Cluster Infrastructure Services
Ominis Cluster Manager uses a two-tier infrastructure model: cluster-wide services (shared) and tenant services (isolated). This document provides a deep dive into the cluster infrastructure layer that powers all tenant deployments.
Introduction
Cluster vs Tenant Infrastructure Model
The Ominis platform uses a two-tier infrastructure approach to balance efficiency, isolation, and operational simplicity:
Cluster Infrastructure (this document):
- Deployed once per Kubernetes cluster
- Shared by all tenants
- Namespaces:
cert-manager,authentik,vaultwarden,flow-proxy,homer,excalidraw - Examples: TLS certificate management, identity provider, HTTP ingress, SIP monitoring
- Repository:
cluster-infra
Tenant Infrastructure:
- Deployed per customer/tenant
- Isolated in dedicated namespaces
- Namespace pattern:
client-{tenant-name}(e.g.,client-demo-client) - Examples: API servers, queue pods, IVR pods, databases, tenant-specific ingress
- Repository:
cluster-manager
Why Separate?
This separation provides several key benefits:
| Benefit | Description |
|---|---|
| Cost Efficiency | One cert-manager instance serves all tenants instead of N instances |
| Operational Simplicity | Single upgrade, single monitoring stack, centralized configuration |
| Resource Optimization | Shared ingress controller reduces pod overhead |
| Faster Onboarding | New tenants start immediately without waiting for infrastructure |
| Security Isolation | Tenant workloads isolated via namespaces and network policies |
| Centralized Management | Identity, secrets, TLS certificates managed in one place |
This documentation focuses on cluster-level services. For tenant-specific infrastructure (API servers, queues, databases), see Helm Infrastructure Deployment.
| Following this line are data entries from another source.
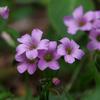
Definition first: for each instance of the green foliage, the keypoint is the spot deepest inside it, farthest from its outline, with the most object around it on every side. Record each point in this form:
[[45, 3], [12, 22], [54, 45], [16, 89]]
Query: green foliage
[[4, 93], [92, 94], [58, 9]]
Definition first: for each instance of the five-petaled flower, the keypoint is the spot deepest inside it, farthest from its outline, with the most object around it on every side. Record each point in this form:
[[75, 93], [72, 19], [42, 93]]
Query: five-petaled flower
[[94, 37], [48, 58], [70, 50], [4, 12], [26, 64], [79, 20], [30, 44]]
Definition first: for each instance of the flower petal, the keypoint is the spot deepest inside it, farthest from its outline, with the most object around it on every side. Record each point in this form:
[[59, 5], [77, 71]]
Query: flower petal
[[89, 16], [43, 45], [20, 58], [73, 27], [54, 65], [86, 27], [69, 59], [37, 35], [52, 45], [78, 12], [22, 68], [64, 41], [31, 69], [21, 49], [61, 50], [92, 45], [78, 54], [42, 65], [4, 12], [32, 54]]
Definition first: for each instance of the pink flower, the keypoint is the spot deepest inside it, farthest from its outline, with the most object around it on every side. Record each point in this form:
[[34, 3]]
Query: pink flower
[[31, 44], [94, 37], [79, 21], [4, 12], [25, 64], [56, 81], [48, 58], [70, 50]]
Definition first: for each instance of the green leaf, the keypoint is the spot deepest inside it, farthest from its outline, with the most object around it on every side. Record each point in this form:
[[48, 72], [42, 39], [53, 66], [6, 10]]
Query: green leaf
[[60, 97], [57, 9], [12, 32], [92, 95]]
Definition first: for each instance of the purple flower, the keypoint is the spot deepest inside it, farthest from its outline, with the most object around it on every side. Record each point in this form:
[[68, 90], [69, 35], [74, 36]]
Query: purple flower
[[56, 81], [4, 12], [79, 21], [48, 58], [25, 64], [94, 43], [30, 44], [97, 14], [70, 50], [96, 25]]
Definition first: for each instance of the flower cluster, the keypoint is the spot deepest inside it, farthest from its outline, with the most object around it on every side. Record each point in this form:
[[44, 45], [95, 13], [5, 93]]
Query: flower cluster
[[34, 52], [4, 12], [89, 21]]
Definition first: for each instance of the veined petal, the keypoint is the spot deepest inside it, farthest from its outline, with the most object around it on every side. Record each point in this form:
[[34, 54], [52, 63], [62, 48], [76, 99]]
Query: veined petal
[[31, 69], [78, 12], [69, 59], [86, 27], [61, 50], [43, 45], [78, 54], [42, 65], [90, 16], [32, 54], [54, 65], [64, 41], [37, 35], [20, 58], [25, 39], [22, 68], [21, 49], [52, 45], [73, 27]]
Cluster Architecture Overview
The cluster infrastructure consists of six core services that work together to provide shared capabilities:
Service Dependencies
Understanding service dependencies is critical for deployment order and troubleshooting:
Key Dependencies:
- Cert-Manager is the foundation (no dependencies)
- Authentik requires cert-manager for TLS
- Vaultwarden requires cert-manager for TLS
- Flow-Proxy discovers ingress resources dynamically
- Homer and Excalidraw are independent (optional)
Service Catalog
1. Cert-Manager: Automated TLS Certificate Management
Purpose: Automated TLS certificate management using Let's Encrypt ACME protocol.
Architecture
Cert-Manager uses Kubernetes Custom Resource Definitions (CRDs) to automate certificate lifecycle:
- ClusterIssuer: Cluster-wide certificate authority (Let's Encrypt)
- Certificate: Defines a certificate request
- CertificateRequest: Generated automatically by Certificate
- Challenge: ACME HTTP-01 or DNS-01 validation
Certificate Lifecycle
Configuration
ClusterIssuer Definition:
apiVersion: cert-manager.io/v1
kind: ClusterIssuer
metadata:
name: letsencrypt-prod
spec:
acme:
# Let's Encrypt production server
server: https://acme-v02.api.letsencrypt.org/directory
email: admin@ominis.ai
# Private key for ACME account
privateKeySecretRef:
name: letsencrypt-prod
solvers:
# HTTP-01 challenge using Traefik ingress
- http01:
ingress:
class: traefik
Certificate Request Example:
apiVersion: cert-manager.io/v1
kind: Certificate
metadata:
name: demo-client-api-tls
namespace: client-demo-client
spec:
secretName: demo-client-api-tls
issuerRef:
name: letsencrypt-prod
kind: ClusterIssuer
dnsNames:
- demo-client-api.app.ominis.ai
Integration with Tenant Ingress
Tenants consume cert-manager via ingress annotations:
apiVersion: networking.k8s.io/v1
kind: Ingress
metadata:
name: api-ingress
namespace: client-demo-client
annotations:
# This annotation triggers cert-manager
cert-manager.io/cluster-issuer: "letsencrypt-prod"
spec:
ingressClassName: traefik
tls:
- hosts:
- demo-client-api.app.ominis.ai
secretName: demo-client-api-tls # Cert-manager creates this
rules:
- host: demo-client-api.app.ominis.ai
http:
paths:
- path: /
pathType: Prefix
backend:
service:
name: api
port:
number: 8000
Use Cases
| Use Case | Description |
|---|---|
| Tenant API Ingress | demo-client-api.app.ominis.ai automatically gets TLS |
| Documentation Site | docs.app.ominis.ai with Let's Encrypt certificate |
| Internal Services | Any service with ingress gets free TLS |
| Automatic Renewal | Certificates renewed 60 days before expiry |
Troubleshooting
Certificate not issued:
# Check certificate status
kubectl describe certificate demo-client-api-tls -n client-demo-client
# Check challenges
kubectl get challenges -n client-demo-client
# Check cert-manager logs
kubectl logs -n cert-manager -l app=cert-manager --tail=100
Common issues:
- DNS not configured: Ensure DNS points to cluster ingress IP
- HTTP-01 challenge failed: Check Traefik routing and firewall
- Rate limit exceeded: Let's Encrypt has rate limits (50 certs/week per domain)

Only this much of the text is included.